Because, see, my grief process has been on hold for the past…however many years (10? 20? Longer? I mean, we can date it from when I cut off all contact with him [10], or from when I had enough and ran away from home when I was almost 13 [20], or we can count it from the first time he hit me and made me feel bad about myself, and who knows when that was). I haven’t let myself access any of the good memories I have of my father, because if I did I’d leave myself open to another one of his attacks. I’d be, in the parlance of sleazy lawyers everywhere, asking for it.

Here’s what sucks about my dad being dead:

  • He still gets the last word: my sister and I have to pony up for his cremation expenses, which I can’t help but feel he would have deliberately pre-arranged if he could as a last “fuck you” to his daughters
  • Finding someone who will cremate a 400 lb man is somewhat challenging
  • And now I have to figure out what to do with all the crap he left in the motel room he’s been living in for the past 6 or 7 years, which, if any of his past residences were any indication, is probably a pit of garbage, rotting food, and computer parts

Notice that none of the negatives include “his being dead.” One could argue that being bedridden and alone in a cheap motel room for several years, with his only human contact coming from a state-mandated caregiver, was a terrible way to live, so his death must have come as a relief to him. One could argue that, but I won’t. His death is a relief to me.

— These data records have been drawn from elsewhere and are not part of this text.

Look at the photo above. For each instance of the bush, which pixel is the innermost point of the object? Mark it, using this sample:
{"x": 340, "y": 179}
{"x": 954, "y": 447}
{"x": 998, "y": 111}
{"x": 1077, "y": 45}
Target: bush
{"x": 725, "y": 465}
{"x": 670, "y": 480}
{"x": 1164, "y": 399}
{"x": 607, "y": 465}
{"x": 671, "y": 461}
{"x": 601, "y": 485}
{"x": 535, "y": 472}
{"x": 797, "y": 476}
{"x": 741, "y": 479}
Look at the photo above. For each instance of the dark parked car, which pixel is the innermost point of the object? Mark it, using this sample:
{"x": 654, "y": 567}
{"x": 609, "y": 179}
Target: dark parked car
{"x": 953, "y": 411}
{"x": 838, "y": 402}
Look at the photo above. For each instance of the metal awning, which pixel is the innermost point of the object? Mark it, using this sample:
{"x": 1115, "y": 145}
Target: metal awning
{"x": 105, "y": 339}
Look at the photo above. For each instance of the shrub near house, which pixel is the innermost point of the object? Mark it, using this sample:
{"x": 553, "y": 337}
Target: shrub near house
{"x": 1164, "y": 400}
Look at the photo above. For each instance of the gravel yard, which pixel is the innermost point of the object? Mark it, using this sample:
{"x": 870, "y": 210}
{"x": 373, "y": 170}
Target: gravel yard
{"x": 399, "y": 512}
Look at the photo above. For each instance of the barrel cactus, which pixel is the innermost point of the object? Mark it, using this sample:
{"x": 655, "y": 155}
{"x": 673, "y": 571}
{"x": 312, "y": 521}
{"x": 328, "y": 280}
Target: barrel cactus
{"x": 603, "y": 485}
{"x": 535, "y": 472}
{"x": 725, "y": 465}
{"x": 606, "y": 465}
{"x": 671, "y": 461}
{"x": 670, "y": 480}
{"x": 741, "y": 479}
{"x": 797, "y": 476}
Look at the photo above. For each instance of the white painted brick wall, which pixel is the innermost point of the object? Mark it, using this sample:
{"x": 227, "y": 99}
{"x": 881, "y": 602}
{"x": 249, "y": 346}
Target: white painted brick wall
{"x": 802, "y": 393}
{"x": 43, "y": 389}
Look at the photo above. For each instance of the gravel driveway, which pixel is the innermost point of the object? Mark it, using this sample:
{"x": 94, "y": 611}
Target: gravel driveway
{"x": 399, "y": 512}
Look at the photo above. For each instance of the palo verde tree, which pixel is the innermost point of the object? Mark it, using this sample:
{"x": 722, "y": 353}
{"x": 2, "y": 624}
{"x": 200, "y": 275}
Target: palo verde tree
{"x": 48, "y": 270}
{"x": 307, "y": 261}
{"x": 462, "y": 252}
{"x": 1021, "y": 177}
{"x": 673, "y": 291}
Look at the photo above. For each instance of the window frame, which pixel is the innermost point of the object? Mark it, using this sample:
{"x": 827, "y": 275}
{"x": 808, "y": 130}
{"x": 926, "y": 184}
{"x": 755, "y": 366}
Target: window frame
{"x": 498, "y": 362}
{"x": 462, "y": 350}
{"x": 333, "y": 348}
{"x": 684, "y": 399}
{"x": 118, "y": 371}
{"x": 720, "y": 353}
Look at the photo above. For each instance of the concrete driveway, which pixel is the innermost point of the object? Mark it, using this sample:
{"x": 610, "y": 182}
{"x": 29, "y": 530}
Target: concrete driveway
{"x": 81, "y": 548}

Maybe I sound ice-maiden like, which would just figure, since I feel raw and unfettered for the first time, oh, ever. I could be pedantic and list all the things he did to make things the way they are, and follow them with an even longer list of reasons why I’m justified in feeling however I feel. But what would be the point of that?

I’m sad, but I’m not sad that he’s dead. I’m sad because he’s dead; because I can finally let myself love him without him hurting me.